Happy Thursday! Today, I have a deceptively simple, single question for you to ponder.
R&B+C&W=R&R (I never loved algebra that much)
What is rock & roll? What does that term mean to you? Yes, the topic has a little to do with the Rock and Roll Hall of Fame, purely because it was that topic that sparked some thinking about it, additionally – I have heard so many people say that rock & roll is dead.
Let me give you a little to chew on and mull over. During the 1950’s, and certainly by 1955 when DJ Alan Freed claimed to have invented the term, “rock and roll”, the oversimplified “recipe” for the music was R&B+C&W=R&R (rhythm and blues plus country and western equals rock and roll).
This recipe overlooks so much, though. A myriad of styles influence both R&B and C&W. It is crazy to boil it down to two styles and a bunch of letters. I never loved algebra in school anyway. It is an awful lot to think about though, so I implore you to think it through. Does rock and roll come down to just the music? What about the social and cultural forces? I am one of those people who just doesn’t buy into an algebraic equation being the answer to my greatest historical interest….okay, obsession.
Rock around the clock
Let’s try to tear this apart a bit more, starting with the earliest “rock and roll” music. While many people believe that “Rock Around the Clock” by Bill Haley was what started the phenomenon, there’s absolutely zero consensus with that assertion. Did you know that there are actually 50 milestone songs from the period of time prior to 1956 that have elements of rock and roll (that aforementioned equation) in them? There’s no way to determine just which one was the spark that set off the explosion.
I’m not entirely convinced that the general public could listen to the radio in 2019 and actually hear those roots. Maybe some people with some songs, but for the most part? Probably not. Is that the problem, or the point?

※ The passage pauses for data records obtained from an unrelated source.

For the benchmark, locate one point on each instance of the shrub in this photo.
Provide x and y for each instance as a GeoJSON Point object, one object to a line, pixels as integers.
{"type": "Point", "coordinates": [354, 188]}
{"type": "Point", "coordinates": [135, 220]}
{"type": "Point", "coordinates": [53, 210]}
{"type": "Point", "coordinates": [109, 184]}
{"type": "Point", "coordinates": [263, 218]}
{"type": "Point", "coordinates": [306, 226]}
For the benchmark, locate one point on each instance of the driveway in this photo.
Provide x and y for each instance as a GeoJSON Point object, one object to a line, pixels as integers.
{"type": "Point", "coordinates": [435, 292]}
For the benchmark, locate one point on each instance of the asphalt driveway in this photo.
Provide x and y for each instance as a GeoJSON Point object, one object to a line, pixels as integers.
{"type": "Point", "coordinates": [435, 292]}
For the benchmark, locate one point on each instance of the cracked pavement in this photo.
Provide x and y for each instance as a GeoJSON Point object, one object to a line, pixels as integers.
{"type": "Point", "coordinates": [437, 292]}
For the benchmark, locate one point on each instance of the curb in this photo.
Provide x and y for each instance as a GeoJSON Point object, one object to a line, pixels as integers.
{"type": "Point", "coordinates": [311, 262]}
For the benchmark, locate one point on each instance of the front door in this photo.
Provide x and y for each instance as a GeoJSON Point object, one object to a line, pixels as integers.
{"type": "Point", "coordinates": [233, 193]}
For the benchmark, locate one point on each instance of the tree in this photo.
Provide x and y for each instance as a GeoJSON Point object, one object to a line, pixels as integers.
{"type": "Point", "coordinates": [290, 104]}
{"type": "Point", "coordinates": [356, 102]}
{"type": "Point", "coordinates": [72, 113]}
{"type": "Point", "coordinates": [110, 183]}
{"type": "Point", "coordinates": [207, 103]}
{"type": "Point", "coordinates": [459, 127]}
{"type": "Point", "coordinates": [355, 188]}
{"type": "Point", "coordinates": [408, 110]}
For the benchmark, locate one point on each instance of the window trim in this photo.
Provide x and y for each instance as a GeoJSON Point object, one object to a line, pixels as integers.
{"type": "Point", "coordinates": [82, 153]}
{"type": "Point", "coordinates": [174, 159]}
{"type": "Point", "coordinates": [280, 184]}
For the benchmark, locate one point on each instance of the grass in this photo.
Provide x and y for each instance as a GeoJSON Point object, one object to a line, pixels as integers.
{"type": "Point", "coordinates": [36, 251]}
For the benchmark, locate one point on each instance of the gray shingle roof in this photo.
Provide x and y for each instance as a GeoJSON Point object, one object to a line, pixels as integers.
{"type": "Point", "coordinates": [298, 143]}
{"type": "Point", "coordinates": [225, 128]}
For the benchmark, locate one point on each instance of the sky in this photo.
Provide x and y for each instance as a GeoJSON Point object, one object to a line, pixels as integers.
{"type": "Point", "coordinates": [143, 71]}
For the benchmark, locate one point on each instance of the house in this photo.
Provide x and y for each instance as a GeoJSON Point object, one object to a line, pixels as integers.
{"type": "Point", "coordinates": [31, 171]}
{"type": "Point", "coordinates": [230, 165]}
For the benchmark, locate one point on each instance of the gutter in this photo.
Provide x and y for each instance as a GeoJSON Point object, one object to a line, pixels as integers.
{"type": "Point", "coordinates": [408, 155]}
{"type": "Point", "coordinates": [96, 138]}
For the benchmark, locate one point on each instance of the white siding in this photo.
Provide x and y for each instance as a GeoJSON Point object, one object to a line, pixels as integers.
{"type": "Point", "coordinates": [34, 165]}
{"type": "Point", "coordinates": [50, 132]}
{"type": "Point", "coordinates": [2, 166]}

Testing, bending and breaking
As Jason said yesterday, rock and roll’s roots are steeped in Southern blues. That rhythm and blues music was indeed Black American music – and white people loved it. The early innovators of the rock music you and I love, were all Black and/or African American. White people did not corner the market on rock and roll. Ever. Did you know that of the first artists that could have been considered rock and roll musicians prior to 1955, there is only one white artist to note? That would be Bill Haley. The music began to bend a racial boundary in a way that nothing else did prior. I think that’s worth noting. (I’m looking at you, Rock and Roll Hall of Fame nomination committee.)
During the 1950’s, the American youth had leisure time. A true “Youth Culture” evolved. The after school hours were spent socializing. Parents and the powers that be were worried about all of that spare time being spent on nefarious activities. People moved to the suburbs of cities, and “Main Street” America became a very prominent image. During this same period, Eisenhower was president, known for his very conservative, “squeaky clean” views. Soda shops, clean-cut boys and girls, letterman sweaters…all of those images are straight from 1950’s America, paired against the rebellious “rock and roll” image. Black leather jackets, smoking, motorcycles, fast cars, and oiled hair just to note a few of the stereotypical . The fear of kids listening to rock and roll, turning delinquent, and ruining their lives became a massive topic at home. As if listening to music was the complete opposite to work, rather than just a complementary aspect of it.
With a rebel yell
The kids still listened to rock and roll, of course. They rebelled. Do any of us really do as we’re told?? All any parent ever needs to do is say that something is trash, and kids will ruin their minds if they watch or listen, and that certain “something” will become the most sought after fad in America. That is precisely what happened as 1950 turned to 1960. The true rebels, these artists willing to put their work out there, were crucial to youth culture because they influenced kids, turning them onto blues, and politics and poetry. They served as a link for those who were culturally adventurous. Rock and roll was something far more than just background music to other activities during the 1960s. It inspired. It broke boundaries. It unified.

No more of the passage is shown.